Christian Europe and Mongol Asia: First Medieval Intercultural Contact Between East and West
Essays in Medieval Studies, vol. 2 (1985)
Between approximately 400 and 1000 A.D., Christian Europe was an isolated and inward looking civilization due to an almost continuing series of invasions by Germans, Huns, Muslims, Avars, Vikings, and Magyars. Western Europe represented a civilization on the defensive a civilization fighting for her life. But after a century or two of peace and prosperity, Christian Europe’s population and self-confidence grew; Europe was soon on the offensive in Spain, the Western Mediterranean, and the Crusades in the Middle East. Western Europe thus began to enter into the large Asian world of which she knew little or nothing at all.

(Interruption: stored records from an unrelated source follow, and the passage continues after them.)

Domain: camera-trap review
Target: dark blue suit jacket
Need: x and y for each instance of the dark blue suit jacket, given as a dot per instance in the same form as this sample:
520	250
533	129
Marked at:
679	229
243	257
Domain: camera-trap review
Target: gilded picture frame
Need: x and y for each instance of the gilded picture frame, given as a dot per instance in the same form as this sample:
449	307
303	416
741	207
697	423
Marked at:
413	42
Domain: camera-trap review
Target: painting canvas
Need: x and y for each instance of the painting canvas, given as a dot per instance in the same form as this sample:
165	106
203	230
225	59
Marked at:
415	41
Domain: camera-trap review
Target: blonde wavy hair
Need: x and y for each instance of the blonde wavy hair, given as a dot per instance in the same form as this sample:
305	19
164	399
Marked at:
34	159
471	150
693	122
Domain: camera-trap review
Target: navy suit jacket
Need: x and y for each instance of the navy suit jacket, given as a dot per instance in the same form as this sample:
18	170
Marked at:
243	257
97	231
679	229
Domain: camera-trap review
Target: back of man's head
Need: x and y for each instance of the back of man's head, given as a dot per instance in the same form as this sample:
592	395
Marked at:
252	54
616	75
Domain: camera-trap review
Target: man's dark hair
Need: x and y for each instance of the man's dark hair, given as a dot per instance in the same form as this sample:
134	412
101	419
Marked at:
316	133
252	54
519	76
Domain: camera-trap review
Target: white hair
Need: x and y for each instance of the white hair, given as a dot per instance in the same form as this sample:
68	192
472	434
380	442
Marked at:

Medieval Europe was especially ignorant of the Far East of Asia beyond the Muslim Middle East. The Christian West still accepted many old classical myths and legends about far off places and peoples and still tried to find a Biblical explanation and/or niche for everything and everyone. Muslim defeats in the East at the hands of the Kara-Khitans and later the Mongols were attributed to the legendary Christian priest-king, Prester John, and later to his son, King David. Thus Christian Europe was slowly becoming aware, in a vague and hazy way, of the peoples and activities of Central and East Asia. But in this early stage, the West was not receiving an entirely accurate view. At first Western Europe viewed the Mongols as enemies of Islam, and thus as friends of all Christians. However, this early Western hope and expected friendship soon changed to fear and terror, as the Mongols conquered all of Christian Russia by 1240. The Mongols were too cruel and too vicious to the Russian Christians to be either Prester John or his son, King David.